Gravely wounded planet

Our generation will not see the worst of this unfolding tragedy, but our more immediate descendants will bear the brunt of it. That the next generation is seriously concerned about inheriting a gravely wounded planet was dramatically manifested last September when millions of citizens from some 150 countries, led by students, gathered in thousands of locations and held numerous strikes protesting climate change, citing countries most responsible and condemning the lack of effective action from world leaders.

These protests were timed immediately before the United Nations Climate Action Summit held on Sept. 21-25.

“How dare you!” Greta Thunberg, 16-year-old Swedish student activist and the face of the youth in the ongoing battle against climate change, emphatically rebuked world leaders during the summit, accusing them of continuous inaction on the crisis despite scientific evidence of its threat to the future and the youth.

She continued, “People are suffering, people are dying. Entire ecosystems are collapsing. We are in the beginning of mass extinction, and all you can talk about is money and fairy-tales of economic growth.”

Sadly, many adults today are still only vaguely aware or worse, hardly concerned about the disastrous long-term effects of climate change on human quality of life and survival. Here’s a brief review:

Man’s heavy use of fossil fuels (petroleum, coal, natural gas) to generate energy and electricity for residential, commercial and industrial use results in the emission of greenhouse gases (carbon dioxide, methane, fluorocarbons, etc.) which in turn cause the earth’s surface temperature to rise (global warming). This is the driver of climate change, manifested by various environmental disruptions, especially in the weather.

Recent examples are record-breaking temperatures (90 degrees in usually cold Anchorage, heat waves causing fatalities in major European cities, e.g. 108 degrees in Paris), accelerated melting of glaciers and rising sea levels, which will eventually inundate low-lying cities and islands.

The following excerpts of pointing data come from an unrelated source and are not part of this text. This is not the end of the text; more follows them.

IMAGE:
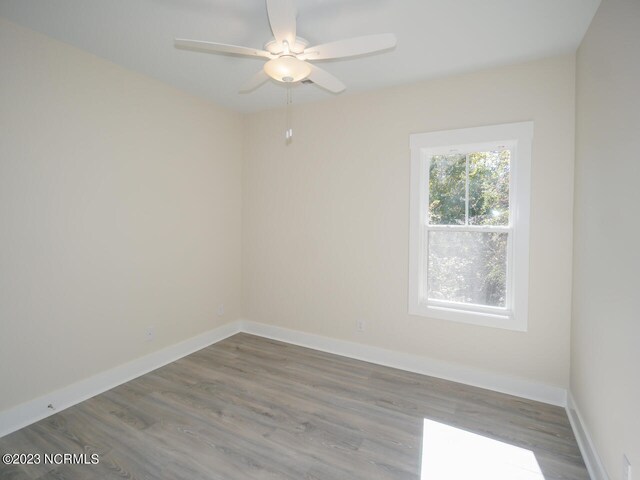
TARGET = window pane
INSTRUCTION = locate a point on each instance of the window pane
(447, 189)
(467, 267)
(489, 188)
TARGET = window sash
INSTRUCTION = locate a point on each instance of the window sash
(516, 137)
(507, 310)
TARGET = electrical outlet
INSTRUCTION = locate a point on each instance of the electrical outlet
(626, 468)
(150, 334)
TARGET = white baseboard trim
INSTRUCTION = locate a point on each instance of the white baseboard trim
(29, 412)
(414, 363)
(587, 447)
(34, 410)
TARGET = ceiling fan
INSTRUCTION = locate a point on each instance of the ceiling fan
(289, 56)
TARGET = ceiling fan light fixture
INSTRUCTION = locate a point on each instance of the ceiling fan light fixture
(287, 69)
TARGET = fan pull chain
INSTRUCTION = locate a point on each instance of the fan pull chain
(288, 134)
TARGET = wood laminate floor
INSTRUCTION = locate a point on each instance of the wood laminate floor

Extreme weather events (hurricanes, typhoons, tornadoes) are also becoming common; droughts and floods cause food scarcity, forcing many to migrate and become climate refugees. According to the National Aeronautics and Space Administration, 18 of the 19 warmest years ever recorded have occurred since 2000 (cited figures are from an article in the Los Angeles Times in google.com).

Too late

Although it’s too late to avert or reverse climate change, the consensus is that we can still mitigate its worst long-term consequences if we act individually and collectively (official local and international action and private advocacy initiatives).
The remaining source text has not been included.